Duane Ruth-Heffelbower returns to FPU, continues to make peace

Duane Ruth-Heffelbower may have been on leave from the Center for Peacemaking and Conflict Studies at Fresno Pacific University—but he was still making peace.

Ruth-Heffelbower returns to campus after more than two years on leave in Indonesia. From August of 1999 to December of 2001 he helped set up and operate a peace center at Duta Wacana Christian University and volunteered with Mennonite Central Committee (MCC), an international relief and development organization. His wife, Clare Ann, served as MCC Indonesia country director.

Among Ruth-Heffelbower's new duties will be to teach mediation and the law, develop a business plan for CPACS, work on the graduate school and center website and pursue a mediation and intervention practice. He first joined the faculty and the center in 1996.

During his time in Indonesia, Ruth-Heffelbower was more than a teacher of peace, he was an active peacemaker. One mission took he and a team from Duta Wacana to assist Gereja Injili di Tanah Jawa (GITJ) a synod of the Javanese Evangelical Church, which split 10 years before. The synod is the oldest and largest Mennonite group in Java, with about 50,000 people in more than 100 congregations.

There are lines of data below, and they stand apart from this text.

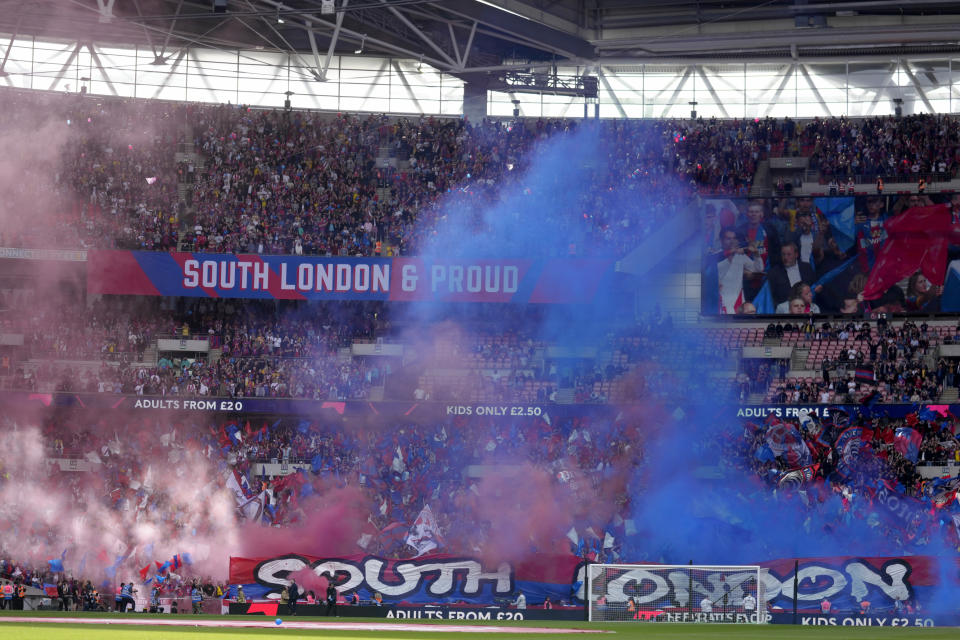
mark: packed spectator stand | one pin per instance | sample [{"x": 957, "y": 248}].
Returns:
[{"x": 305, "y": 183}]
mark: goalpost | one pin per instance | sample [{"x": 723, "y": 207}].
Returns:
[{"x": 675, "y": 593}]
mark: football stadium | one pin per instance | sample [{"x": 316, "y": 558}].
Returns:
[{"x": 413, "y": 318}]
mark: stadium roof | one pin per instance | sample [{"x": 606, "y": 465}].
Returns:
[{"x": 475, "y": 38}]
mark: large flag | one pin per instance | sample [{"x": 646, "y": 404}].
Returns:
[
  {"x": 950, "y": 300},
  {"x": 839, "y": 213},
  {"x": 424, "y": 535},
  {"x": 946, "y": 491},
  {"x": 907, "y": 442},
  {"x": 239, "y": 486},
  {"x": 785, "y": 440},
  {"x": 798, "y": 477},
  {"x": 917, "y": 239},
  {"x": 851, "y": 450},
  {"x": 252, "y": 509}
]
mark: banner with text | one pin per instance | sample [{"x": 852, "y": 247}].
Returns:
[
  {"x": 887, "y": 584},
  {"x": 434, "y": 578},
  {"x": 559, "y": 281}
]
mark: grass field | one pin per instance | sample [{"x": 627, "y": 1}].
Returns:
[{"x": 611, "y": 631}]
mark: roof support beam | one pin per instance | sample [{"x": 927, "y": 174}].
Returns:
[
  {"x": 466, "y": 51},
  {"x": 106, "y": 10},
  {"x": 66, "y": 65},
  {"x": 173, "y": 25},
  {"x": 613, "y": 94},
  {"x": 6, "y": 55},
  {"x": 325, "y": 66},
  {"x": 456, "y": 47},
  {"x": 916, "y": 85},
  {"x": 433, "y": 45},
  {"x": 813, "y": 88},
  {"x": 711, "y": 90}
]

Personality conflicts and personal offenses were the main problems. "There was enough hurt and blame for everyone," Ruth-Heffelbower said. "They knew they needed to get back together, but they just couldn't do it."

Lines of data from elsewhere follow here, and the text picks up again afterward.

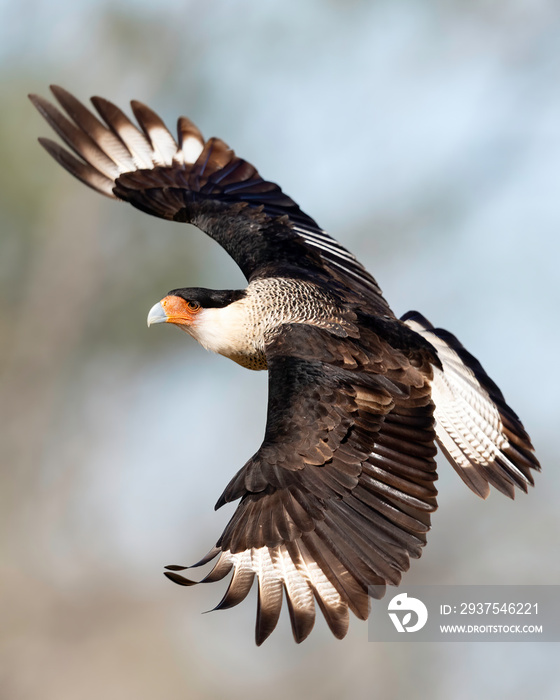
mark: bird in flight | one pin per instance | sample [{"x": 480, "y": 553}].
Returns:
[{"x": 338, "y": 497}]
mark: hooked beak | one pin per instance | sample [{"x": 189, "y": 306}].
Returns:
[
  {"x": 173, "y": 309},
  {"x": 157, "y": 314}
]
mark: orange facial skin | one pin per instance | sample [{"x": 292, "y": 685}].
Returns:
[{"x": 179, "y": 311}]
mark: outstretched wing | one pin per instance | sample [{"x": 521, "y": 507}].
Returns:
[
  {"x": 200, "y": 182},
  {"x": 478, "y": 432},
  {"x": 339, "y": 495}
]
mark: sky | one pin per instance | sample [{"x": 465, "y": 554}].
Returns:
[{"x": 425, "y": 137}]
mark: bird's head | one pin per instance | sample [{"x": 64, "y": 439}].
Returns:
[{"x": 206, "y": 314}]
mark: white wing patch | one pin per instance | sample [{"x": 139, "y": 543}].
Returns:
[
  {"x": 469, "y": 428},
  {"x": 286, "y": 568},
  {"x": 337, "y": 255}
]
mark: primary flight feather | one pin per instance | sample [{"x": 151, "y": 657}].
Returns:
[{"x": 339, "y": 495}]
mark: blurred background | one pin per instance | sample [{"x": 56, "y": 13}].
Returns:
[{"x": 426, "y": 138}]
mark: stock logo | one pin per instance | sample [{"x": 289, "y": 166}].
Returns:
[{"x": 403, "y": 604}]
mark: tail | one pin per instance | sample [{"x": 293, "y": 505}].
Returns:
[{"x": 477, "y": 431}]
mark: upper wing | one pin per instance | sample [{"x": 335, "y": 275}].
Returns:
[
  {"x": 478, "y": 432},
  {"x": 200, "y": 182},
  {"x": 339, "y": 495}
]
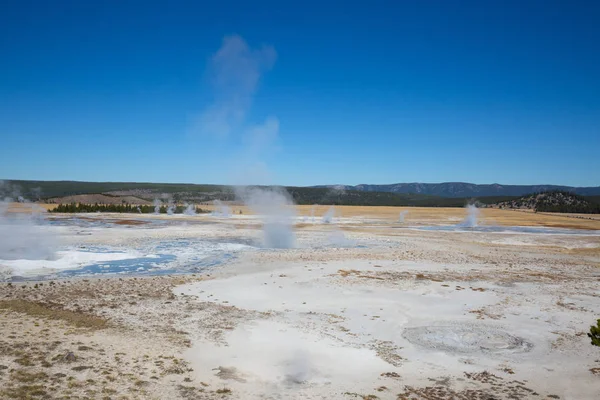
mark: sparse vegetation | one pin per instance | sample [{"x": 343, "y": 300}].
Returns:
[
  {"x": 118, "y": 208},
  {"x": 77, "y": 319},
  {"x": 554, "y": 201},
  {"x": 594, "y": 334}
]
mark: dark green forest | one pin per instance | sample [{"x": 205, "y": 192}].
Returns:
[
  {"x": 118, "y": 208},
  {"x": 204, "y": 194}
]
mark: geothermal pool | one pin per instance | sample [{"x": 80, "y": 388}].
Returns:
[
  {"x": 299, "y": 306},
  {"x": 51, "y": 246}
]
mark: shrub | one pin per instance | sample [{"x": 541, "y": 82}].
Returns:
[{"x": 595, "y": 333}]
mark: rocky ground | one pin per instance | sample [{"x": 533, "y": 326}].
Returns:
[{"x": 357, "y": 311}]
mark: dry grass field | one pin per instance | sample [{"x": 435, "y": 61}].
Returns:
[{"x": 422, "y": 215}]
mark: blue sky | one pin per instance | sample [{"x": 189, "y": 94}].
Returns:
[{"x": 301, "y": 93}]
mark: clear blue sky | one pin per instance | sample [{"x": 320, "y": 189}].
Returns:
[{"x": 355, "y": 92}]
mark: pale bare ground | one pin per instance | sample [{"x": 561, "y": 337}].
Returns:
[{"x": 195, "y": 337}]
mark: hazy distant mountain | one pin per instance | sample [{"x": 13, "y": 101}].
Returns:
[{"x": 462, "y": 189}]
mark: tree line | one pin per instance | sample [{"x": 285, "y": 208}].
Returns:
[{"x": 121, "y": 208}]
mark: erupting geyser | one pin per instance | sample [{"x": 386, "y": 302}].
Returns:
[
  {"x": 21, "y": 237},
  {"x": 190, "y": 210},
  {"x": 157, "y": 204},
  {"x": 221, "y": 209},
  {"x": 472, "y": 214},
  {"x": 275, "y": 207},
  {"x": 328, "y": 216},
  {"x": 402, "y": 215}
]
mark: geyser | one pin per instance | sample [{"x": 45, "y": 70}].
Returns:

The traditional method of solving conflict in Java, the island off southeast Asia which contains about two-thirds of the Indonesian population as well as the capital city of Jakarta, is to seek the advice of a wise person of status. In this case, however, the people of status were the ones fomenting the conflict. "They just didn't have that wise person," Ruth-Heffelbower said.

In meeting with leaders from all sides, Ruth-Heffelbower and his team focused on what people needed, not what they wanted. "As they thought through those things, the number of things they needed got really small," he said. The peacemakers helped those in the conflict come up with a process to meet needs, then brought all parties together in a conference.

"They were able to elect a single board and keep it," Ruth-Heffelbower said. "We created an opening for the Holy Spirit to work."